Aus: Ausgabe vom 21.07.2018, Seite 8 / Abgeschrieben

Repressionsfälle

Zum Internationalen Gedenktag für verstorbene Drogengebraucher am 21. Juli erklärte Cornelia Barth, Landessprecherin der Bremer Linkspartei:

Vor 20 Jahren haben Eltern zum ersten Mal einen Gedenktag für ihre verstorbenen Kinder, die Konsumenten illegaler harter Drogen waren, veranstaltet. Seitdem finden am 21. Juli in vielen Städten Erinnerungsveranstaltungen statt. Im Gegensatz zu anderen Suchterkrankungen ist der Konsum illegaler Substanzen immer noch zusätzlich durch die Kriminalisierung belastet, was sich entsprechend drastisch auch in der bundesweit unterschiedlichen Ausgestaltung der Hilfen niederschlägt. Dank der Weiterentwicklung der Drogenhilfe konnte die Zahl der Todesfälle reduziert und ein gesünderes Überleben ermöglicht werden.

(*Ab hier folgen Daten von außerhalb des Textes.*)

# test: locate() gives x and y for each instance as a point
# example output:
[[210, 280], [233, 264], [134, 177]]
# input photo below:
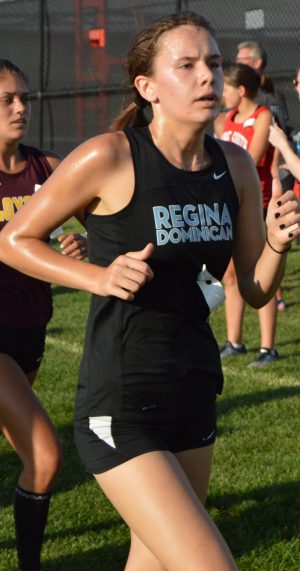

Leider bleibt Bremen diesbezüglich weit hinter dem Standard vergleichbarer Großstädte zurück. Neben der Diamorphinverschreibung (Originalstoffvergabe) fehlt hier in Bremen seit Jahren ein Raum, der sowohl sicheren Konsum und eine gute Safer-use-Beratung ermöglicht, als auch den öffentlichen Raum befrieden kann. Polizeiliche Schwerpunktaktionen und eine daraus resultierende Vertreibung am Hauptbahnhof werden das Problem nicht lösen, sondern erhöhen nur den Stress, den unachtsamen Konsum und damit ggf. auch die Gefährdung der Betroffenen. Finanzielle Probleme scheint es bzgl. der polizeilichen und überwachenden Maßnahmen nicht zu geben. Ich wünsche mir, dass die Gesundheits- und Sozialpolitiker der Bremer Regierungskoalition mit der gleichen Energie und dem gleichen Selbstbewusstsein vorgehen würden wie der Innensenator.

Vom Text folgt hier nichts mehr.